Introduction Spontaneous bacterial peritonitis (SBP) is a life threatening infection of ascitic fluid which occurs primarily in patients with pre-existing ascites in the setting of cirrhosis. Risk factors for developing SBP include: prior episode of SBP, gastrointestinal bleeding, ascitic total protein <1.0 g/dl and Child-Pugh score.1 Causative microorganisms include members of the normal microbial flora of the gastrointestinal tract including Escherichia coli (70%), Klebsiella species (10%), Proteus species (4%), Enterococcus faecalis (4%) and Pseudomonas species (2%).1 The choice of antimicrobial therapy must take into consideration the increasing frequency of hospital acquired infections, such as Clostridium difficile infection.
Aim To identify the local epidemiology and resistance patterns of culture-positive SBP.
Methods We retrospectively assessed the culture results of all ascitic fluid samples that grew a single organism in Leeds during the 3 years 2006–2008. Patients case notes were assessed to establish a diagnosis of SBP. An ascitic fluid neutrophil count ≥ 250/mm3 in patients with liver disease was used to confirm the diagnosis of SBP.1 ,2 We excluded culture-negative SBP.
Results Single organism positive ascitic cultures were identifed in 42 patients with liver disease and an ascitic fluid neutrophil count ≥250/mm3.
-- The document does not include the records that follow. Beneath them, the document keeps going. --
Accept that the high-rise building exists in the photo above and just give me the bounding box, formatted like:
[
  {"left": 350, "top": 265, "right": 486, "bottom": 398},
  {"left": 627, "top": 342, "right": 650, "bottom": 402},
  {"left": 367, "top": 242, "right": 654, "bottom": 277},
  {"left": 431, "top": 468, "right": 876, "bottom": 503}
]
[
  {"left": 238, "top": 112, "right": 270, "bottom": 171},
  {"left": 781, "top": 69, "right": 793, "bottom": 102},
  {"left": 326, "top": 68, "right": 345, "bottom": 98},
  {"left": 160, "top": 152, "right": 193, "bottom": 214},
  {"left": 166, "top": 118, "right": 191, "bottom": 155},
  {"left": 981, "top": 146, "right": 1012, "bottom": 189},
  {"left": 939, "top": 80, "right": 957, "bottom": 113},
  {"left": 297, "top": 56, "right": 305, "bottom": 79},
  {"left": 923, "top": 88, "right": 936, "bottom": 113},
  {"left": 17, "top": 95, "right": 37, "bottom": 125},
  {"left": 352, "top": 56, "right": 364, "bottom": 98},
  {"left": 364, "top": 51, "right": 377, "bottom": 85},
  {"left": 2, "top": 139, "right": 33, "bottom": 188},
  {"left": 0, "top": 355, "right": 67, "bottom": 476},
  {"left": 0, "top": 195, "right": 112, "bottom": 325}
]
Mean age 52.1 years, 32/42 male. Underlying liver disease was ALD 35/42, HCV 3/42, PBC 1/42, NAFLD 1/42, Cryptogenic 1/42 and Post transplant 1/42.
At the time of diagnosis of SBP the mean ascitic total white cell count 5.25, mean ascitic neutrophil count 4.08, mean serum Na+ 129.6 mmol/l and mean serum creatinine 147 mmol/l. Overall Child score A 0, B 8/42, C 34/42 and mean MELD score 24.1.
The isolated organisms were Escherichia coli 15, Klebsiella spp. 7, other coliforms 10, Gram positive organisms 8 (including Enterococcus 2, Corynebacterium spp. 2).
The Gram-negative isolates were resistant to a number of antibiotics: ciprofloxacin 38% (13/34), cefuroxime 29% (10/34), amoxycillin 32% (11/34) and tazocin 17% (6/34).
The 30-day mortality was 50%.
Conclusion Empirical treatment regimes need to take into account local resistance patterns. Ciprofloxacin has been widely used for treatment and prophylaxis in SBP. Resistance has now become a significant problem.